The Pursuit of Happiness

Most Americans know that the “right to happiness” was mentioned in a big way in the Declaration of Independence. Very few Americans, including me, really understand what that phrase meant at that time.

Americans’ definitions of happiness range all over the map. Winning the lottery, good humor, no money worries, no stress, success, balance in life, great kids, a loving marriage, lots of friends, job satisfaction, feeling good most of the time etc, etc.

If someone with a straight face were to tell you it really was none of those things as Jefferson wrote those words, I imagine you would be as non-pulsed as I was. Yet when I did learn what it meant, I immediately realized that we have all had it quite wrong for a long time AND if we could learn to get it right we might all be better off.

A recent new issue of a 14 volume famous work of the English diarist Samuel Pepys contains a glossary of words which we think we know well, but which had quite different meanings back then in the late 1700s. For example, ‘doubt’ back then really meant ‘worry’: as in “I doubt that he will come here” really meant “I worry that he will come here.” That surely is quite a difference which could lead to a lot of confusion.

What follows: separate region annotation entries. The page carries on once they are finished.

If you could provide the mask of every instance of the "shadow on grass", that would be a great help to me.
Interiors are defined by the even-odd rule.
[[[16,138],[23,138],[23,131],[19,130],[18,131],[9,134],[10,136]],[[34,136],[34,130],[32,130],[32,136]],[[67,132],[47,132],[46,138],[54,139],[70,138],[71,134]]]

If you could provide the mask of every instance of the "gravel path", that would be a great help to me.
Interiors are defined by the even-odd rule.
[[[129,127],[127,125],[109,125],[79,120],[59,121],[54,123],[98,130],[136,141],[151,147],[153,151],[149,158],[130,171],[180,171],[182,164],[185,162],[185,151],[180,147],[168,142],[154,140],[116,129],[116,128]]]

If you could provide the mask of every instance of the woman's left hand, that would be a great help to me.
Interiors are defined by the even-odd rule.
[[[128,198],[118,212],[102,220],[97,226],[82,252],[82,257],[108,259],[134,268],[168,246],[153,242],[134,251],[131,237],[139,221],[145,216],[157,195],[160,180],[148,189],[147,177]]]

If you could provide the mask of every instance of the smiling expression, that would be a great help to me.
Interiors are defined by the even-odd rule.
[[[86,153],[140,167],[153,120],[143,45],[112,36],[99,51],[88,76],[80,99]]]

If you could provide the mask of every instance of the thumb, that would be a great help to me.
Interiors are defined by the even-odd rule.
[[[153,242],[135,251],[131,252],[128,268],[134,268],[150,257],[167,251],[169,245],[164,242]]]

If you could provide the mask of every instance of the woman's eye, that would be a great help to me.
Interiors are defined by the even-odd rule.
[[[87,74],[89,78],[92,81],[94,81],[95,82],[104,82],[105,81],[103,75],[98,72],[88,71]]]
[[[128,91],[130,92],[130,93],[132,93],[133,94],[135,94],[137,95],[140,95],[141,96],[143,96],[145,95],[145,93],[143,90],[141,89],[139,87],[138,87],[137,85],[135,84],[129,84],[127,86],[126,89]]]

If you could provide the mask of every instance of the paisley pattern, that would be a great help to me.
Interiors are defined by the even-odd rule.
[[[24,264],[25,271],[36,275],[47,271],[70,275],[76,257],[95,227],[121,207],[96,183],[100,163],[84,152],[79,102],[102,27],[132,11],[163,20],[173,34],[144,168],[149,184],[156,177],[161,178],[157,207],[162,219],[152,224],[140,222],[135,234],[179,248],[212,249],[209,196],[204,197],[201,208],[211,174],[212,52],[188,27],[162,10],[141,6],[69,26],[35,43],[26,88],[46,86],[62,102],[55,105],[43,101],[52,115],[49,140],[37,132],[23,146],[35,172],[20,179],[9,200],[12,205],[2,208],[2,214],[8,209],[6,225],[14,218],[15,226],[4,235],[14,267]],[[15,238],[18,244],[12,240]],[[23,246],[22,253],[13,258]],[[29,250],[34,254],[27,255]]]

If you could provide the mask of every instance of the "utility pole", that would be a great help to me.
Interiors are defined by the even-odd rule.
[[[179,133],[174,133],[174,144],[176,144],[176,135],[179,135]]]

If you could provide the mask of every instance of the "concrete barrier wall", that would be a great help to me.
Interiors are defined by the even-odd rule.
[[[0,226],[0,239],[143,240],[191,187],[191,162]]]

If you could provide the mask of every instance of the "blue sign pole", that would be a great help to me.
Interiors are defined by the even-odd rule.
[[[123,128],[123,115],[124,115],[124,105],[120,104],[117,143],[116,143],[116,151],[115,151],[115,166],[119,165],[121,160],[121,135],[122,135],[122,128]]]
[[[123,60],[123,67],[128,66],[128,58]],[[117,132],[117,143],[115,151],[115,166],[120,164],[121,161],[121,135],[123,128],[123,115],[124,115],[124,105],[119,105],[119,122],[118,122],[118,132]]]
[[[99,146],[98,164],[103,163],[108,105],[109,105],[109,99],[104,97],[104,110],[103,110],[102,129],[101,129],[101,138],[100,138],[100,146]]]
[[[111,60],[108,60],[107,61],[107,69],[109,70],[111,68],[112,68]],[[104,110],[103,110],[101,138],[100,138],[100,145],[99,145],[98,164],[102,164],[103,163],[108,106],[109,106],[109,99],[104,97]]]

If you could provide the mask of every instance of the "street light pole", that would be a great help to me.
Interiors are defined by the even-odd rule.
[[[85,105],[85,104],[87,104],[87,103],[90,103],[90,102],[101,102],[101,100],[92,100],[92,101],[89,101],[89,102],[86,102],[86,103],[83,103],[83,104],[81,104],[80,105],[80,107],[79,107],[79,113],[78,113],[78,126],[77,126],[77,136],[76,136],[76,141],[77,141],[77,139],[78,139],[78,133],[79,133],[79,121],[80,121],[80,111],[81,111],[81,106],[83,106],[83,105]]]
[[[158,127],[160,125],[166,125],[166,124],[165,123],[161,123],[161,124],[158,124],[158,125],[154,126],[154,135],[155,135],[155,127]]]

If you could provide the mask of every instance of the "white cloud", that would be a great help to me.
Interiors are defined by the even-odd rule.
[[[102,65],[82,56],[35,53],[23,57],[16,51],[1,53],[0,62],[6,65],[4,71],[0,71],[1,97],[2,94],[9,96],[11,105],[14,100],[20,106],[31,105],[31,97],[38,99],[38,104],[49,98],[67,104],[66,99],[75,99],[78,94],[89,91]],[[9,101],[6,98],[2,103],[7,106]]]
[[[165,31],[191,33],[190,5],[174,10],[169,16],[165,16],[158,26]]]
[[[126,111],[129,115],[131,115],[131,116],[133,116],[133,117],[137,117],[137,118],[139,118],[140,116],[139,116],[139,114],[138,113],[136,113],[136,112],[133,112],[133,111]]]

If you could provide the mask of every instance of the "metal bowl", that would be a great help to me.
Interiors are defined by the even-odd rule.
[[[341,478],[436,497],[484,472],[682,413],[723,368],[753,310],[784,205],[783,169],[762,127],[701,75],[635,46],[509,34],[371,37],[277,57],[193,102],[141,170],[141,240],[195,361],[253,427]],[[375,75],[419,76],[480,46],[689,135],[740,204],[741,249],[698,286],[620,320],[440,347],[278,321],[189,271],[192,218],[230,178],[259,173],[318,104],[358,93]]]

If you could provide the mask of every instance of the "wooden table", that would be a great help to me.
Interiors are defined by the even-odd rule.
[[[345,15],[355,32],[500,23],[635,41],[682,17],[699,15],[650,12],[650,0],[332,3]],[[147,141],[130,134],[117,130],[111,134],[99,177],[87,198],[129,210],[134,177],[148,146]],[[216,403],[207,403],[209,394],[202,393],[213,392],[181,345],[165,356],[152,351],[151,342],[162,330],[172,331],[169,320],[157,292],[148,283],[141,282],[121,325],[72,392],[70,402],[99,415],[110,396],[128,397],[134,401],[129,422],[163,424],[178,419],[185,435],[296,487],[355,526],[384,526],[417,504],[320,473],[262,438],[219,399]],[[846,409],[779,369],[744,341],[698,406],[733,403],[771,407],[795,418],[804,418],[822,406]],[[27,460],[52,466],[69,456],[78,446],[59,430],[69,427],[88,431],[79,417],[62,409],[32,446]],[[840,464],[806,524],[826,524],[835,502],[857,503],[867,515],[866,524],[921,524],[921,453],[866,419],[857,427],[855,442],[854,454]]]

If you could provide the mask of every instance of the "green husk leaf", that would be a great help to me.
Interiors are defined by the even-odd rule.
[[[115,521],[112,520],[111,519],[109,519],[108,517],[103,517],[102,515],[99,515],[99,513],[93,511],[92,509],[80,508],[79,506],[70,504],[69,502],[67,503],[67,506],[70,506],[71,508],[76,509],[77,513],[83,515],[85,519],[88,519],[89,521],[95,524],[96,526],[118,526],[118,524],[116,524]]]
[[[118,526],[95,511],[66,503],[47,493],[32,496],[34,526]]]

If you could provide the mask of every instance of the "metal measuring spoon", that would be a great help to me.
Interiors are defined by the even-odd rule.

The root stem of happiness was ‘happenstance’–chance, luck fortune. Pepys opined in his diaries that Admiral William Penn [the father] was an “unhappy” sailor commenting that he ran aground a lot, lost his anchors and tore his sails–to fail, to try again, to fail, to try again, always taking risks but finally succeeding.

So the meaning of happiness to Pepys and Jefferson meant something much more like the right and freedom to take chances in life and take risks on the many layered roads to success, to try to be more than one may have been born to be.

In fact, Jefferson did speak of the pursuit of happiness. Evidently at that time happiness really meant freedom to pursue risks. That is what constituted happiness; not necessarily the success that might follow, but the freedom to take risks to succeed.

I learned this when a journalist friend in DC, Jim Srodes, wrote to comment on my piece about the Omaha Bomber (Warren Buffett) and concluded that Buffett’s “wisdom” about no umpire to call balls and strikes which allowed the batter to simply wait for a perfect pitch, was quite misleading in investment terms.

He also pointed out that Ben Franklin, about whom he recently wrote a grand biography, would have thought that waiting for the perfect pitch was a losing strategy and wondered what Buffett might think today.

Srodes makes a very good point. And, investors should bear his wisdom in mind.

The larger point, moreover, is that if more Americans, including all our elected representatives, could learn and understand the original intent of the meaning of happiness as the freedom to take risks and read that into our political lives, we might all be more inclined to pull up our socks to make the effort and take the risks that can lead to real happiness for everyone everywhere.